In a combined male and female rat fertility study (Example 5 herein), berusudil-treated male animals were mated with untreated female animals, or untreated male animals were mated with Mating of berusudil-treated females. Berusudil was administered orally to male rats at doses of 50, 150, or 275 mg/kg/day 70 days before and throughout the mating period, and 14 days before and until gestation day 7 Orally administered to female rats. Adverse findings in female rats (treated with begrusudil or untreated but mated with treated males) at the 275 mg/kg/day dose included increased pre- or post-implantation loss and viable embryos The quantity decreases. Administration of berusudil to male rats at a dose of 275 mg/kg/day resulted in sperm abnormalities (decreased motility, decreased counts, and increased percentage of abnormal sperm) and testicular/epididymal organ changes (weight loss and degeneration) . At a dose of 275 mg/kg/day, fertility was reduced in either treated males or females and reached statistical significance in males. Adverse changes in male and female reproductive organs also occurred in general toxicology studies; findings included sperm degeneration in dogs at a berusudil dose of 35 mg/kg/day and in rats at 275 mg/kg/day. Follicle development in the ovaries was reduced at doses of Changes are partially or completely reversed during recovery. The exposure (AUC) in dogs at a dose of 35 mg/kg/day and in rats at a dose of 275 mg/kg/day was 0.5 and 8-9 times the clinical exposure at the recommended dose of 200 mg per day, respectively.

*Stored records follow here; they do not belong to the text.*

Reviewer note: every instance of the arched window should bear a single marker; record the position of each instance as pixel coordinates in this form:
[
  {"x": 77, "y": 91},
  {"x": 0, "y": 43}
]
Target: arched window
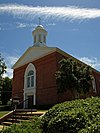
[
  {"x": 35, "y": 39},
  {"x": 30, "y": 79},
  {"x": 94, "y": 84},
  {"x": 44, "y": 39},
  {"x": 40, "y": 38}
]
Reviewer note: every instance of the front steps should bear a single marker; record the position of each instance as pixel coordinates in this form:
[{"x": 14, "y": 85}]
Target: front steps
[{"x": 19, "y": 115}]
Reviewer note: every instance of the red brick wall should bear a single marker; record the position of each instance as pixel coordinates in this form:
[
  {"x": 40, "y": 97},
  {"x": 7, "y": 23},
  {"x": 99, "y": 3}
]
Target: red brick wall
[{"x": 46, "y": 90}]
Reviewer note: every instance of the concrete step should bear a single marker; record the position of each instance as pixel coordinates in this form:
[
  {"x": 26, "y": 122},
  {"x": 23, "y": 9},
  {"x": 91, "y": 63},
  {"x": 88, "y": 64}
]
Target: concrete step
[
  {"x": 5, "y": 123},
  {"x": 20, "y": 115}
]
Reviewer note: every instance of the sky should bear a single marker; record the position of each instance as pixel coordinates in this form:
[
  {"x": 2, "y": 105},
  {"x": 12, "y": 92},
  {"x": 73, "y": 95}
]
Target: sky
[{"x": 72, "y": 25}]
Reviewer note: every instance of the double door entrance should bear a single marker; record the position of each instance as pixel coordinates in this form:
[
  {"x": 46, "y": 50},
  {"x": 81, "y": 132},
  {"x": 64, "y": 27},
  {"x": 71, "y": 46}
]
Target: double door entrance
[{"x": 30, "y": 101}]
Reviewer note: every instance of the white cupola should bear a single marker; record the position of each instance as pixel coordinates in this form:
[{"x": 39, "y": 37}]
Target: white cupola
[{"x": 39, "y": 35}]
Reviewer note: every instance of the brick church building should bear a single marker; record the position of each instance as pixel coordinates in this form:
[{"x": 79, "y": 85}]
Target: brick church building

The present disclosure provides for the administration of berusuudil (in some embodiments, berusuudil mesylate (REZUROCK™)) to certain patients, including women of reproductive potential and partners at risk for pregnancy subpopulation method. This subgroup also includes nursing women due to the potential for adverse reactions in children who are breastfed by patients taking berusudil. definition

"About" as used herein includes the exact amounts modified by the term about as well as amounts expected to be within experimental error, such as within 15%, 10%, or 5%. For example, "about 200 mg" means "200 mg" and a range of mg within experimental error (eg, plus or minus 15%, 10%, or 5% of 200 mg). As used herein, the term "about" may be used to modify a range as well as a specific value.

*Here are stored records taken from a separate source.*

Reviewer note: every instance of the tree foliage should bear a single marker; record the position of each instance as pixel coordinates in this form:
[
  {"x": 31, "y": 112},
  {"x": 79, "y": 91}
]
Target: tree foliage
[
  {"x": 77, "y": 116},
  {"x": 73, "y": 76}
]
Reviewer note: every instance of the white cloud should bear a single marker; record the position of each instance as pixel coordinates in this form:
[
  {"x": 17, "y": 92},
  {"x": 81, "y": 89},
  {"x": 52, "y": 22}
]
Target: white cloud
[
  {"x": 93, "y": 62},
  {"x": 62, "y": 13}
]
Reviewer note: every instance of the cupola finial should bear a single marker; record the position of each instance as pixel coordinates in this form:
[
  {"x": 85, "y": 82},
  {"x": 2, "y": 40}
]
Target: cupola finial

"Administer" or "administer to" as used herein (e.g., with respect to the administration of an API (including a compound or berusudil) to a subject) means prescribing one or more drugs containing the API to the subject The act of taking by a subject during treatment, the act of dispensing said one or more drugs to said subject, and/or the act of physically receiving or ingesting said one or more drugs. Thus, an API (e.g., a compound or berusudil) may be "administered" by a physician or other medical professional who writes a prescription for one or more drugs; and/or by filling said prescription and/or administering it to a subject "Administered" by a pharmacist who dispenses said drug(s); and/or "administered" by a patient or subject who ingests said drug(s) and/or his or her partner or caregiver.

"API" means "active pharmaceutical ingredient".

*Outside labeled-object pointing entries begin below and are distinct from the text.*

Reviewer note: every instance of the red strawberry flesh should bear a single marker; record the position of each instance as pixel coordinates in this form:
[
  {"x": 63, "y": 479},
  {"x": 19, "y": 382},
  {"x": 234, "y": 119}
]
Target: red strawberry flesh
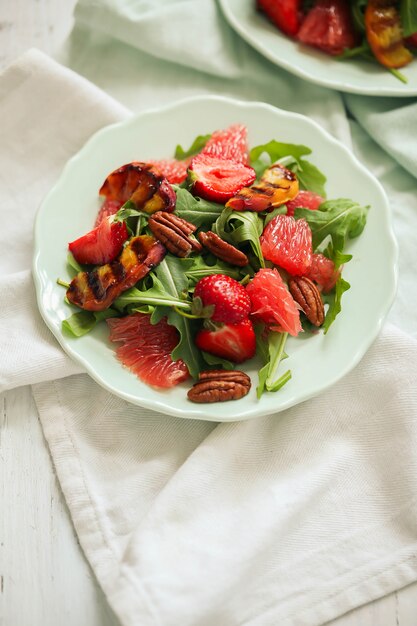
[
  {"x": 283, "y": 13},
  {"x": 219, "y": 179},
  {"x": 101, "y": 245},
  {"x": 328, "y": 26},
  {"x": 234, "y": 342},
  {"x": 230, "y": 300}
]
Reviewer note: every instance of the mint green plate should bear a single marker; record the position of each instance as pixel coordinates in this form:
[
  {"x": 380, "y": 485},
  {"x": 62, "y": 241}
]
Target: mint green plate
[
  {"x": 353, "y": 76},
  {"x": 71, "y": 206}
]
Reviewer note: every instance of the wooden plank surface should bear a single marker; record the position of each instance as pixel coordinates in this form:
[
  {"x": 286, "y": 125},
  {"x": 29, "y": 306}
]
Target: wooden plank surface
[{"x": 44, "y": 578}]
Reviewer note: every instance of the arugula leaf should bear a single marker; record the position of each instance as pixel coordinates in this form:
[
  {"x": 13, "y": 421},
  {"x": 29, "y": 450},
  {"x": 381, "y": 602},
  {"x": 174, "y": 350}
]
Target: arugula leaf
[
  {"x": 239, "y": 227},
  {"x": 197, "y": 267},
  {"x": 339, "y": 258},
  {"x": 196, "y": 210},
  {"x": 275, "y": 150},
  {"x": 169, "y": 289},
  {"x": 408, "y": 12},
  {"x": 197, "y": 145},
  {"x": 290, "y": 156},
  {"x": 80, "y": 323},
  {"x": 335, "y": 302},
  {"x": 275, "y": 354},
  {"x": 340, "y": 219},
  {"x": 211, "y": 359}
]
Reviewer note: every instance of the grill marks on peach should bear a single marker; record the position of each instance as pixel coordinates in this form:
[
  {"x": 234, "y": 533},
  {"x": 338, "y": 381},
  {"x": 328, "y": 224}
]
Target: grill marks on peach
[{"x": 95, "y": 290}]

"Allogeneic hematopoietic stem cell transplantation (allo-HSCT)" (also called bone marrow transplant or stem cell transplant) or "allogeneic hematopoietic cell transplantation (allo-HCT)" refers to the transplantation of hematopoietic cells from a donor into a non-identical twin. program in the receptor. The source of hematopoietic stem cells for allogeneic transplantation can be peripheral blood stem cells (PBSC) or bone marrow (BM). In some cases, umbilical cord blood may be used. The donor and recipient may have human leukocyte antigen (HLA) genetic matches, such as siblings. The donor and recipient may be only half-matched (haploidentical) parent and child.

Unless the context clearly indicates otherwise, "berusudil" as used refers to the compound berusudil in any form as well as pharmaceutically acceptable salts thereof. The term "berusudil" refers to both the compound berusudil (e.g., the free base form, the amorphous form, or the crystalline form) and a pharmaceutically acceptable salt of berusudil (e.g., as in REZUROCK mesylate form as used in ^TM ), also refers to any form of berusudil that can be used in a formulation or pharmaceutical composition for administering the compound to a patient.

"Breastfeeding" means the delivery of milk produced by lactation to a child and includes administering milk from the breast to the child and/or collecting breast milk and delivering it by other means (eg, from a bottle or container).

A "clinical endpoint" or "study endpoint" refers to an event or outcome in a clinical trial that can be objectively measured to determine the outcome and potential beneficial effects of a drug or regimen of administration as designed in the clinical trial. Examples of clinical endpoints include the following. Overall response rate (ORR) is the percentage of people in a study or treatment group who have a partial response (PR) or complete response (CR) to treatment over a certain period of time. Failure-free survival (FFS) is defined as the time from the first dose of berusudil to the failure event, or the initiation of berusudil and the addition of a new cGVHD therapy, recurrence of underlying disease, or non-relapse death (NRM) interval. Overall survival (OS) refers to the length of time from the date of diagnosis of disease or initiation of treatment. Duration of response (DOR) means the time from initial response (eg, PR or CR) until documented progression of optimal response from cGVHD, the time from initial response to initiation of additional systemic cGVHD therapy, or death. Time to next treatment (TTNT) means the time to start subsequent systemic cGVHD therapy.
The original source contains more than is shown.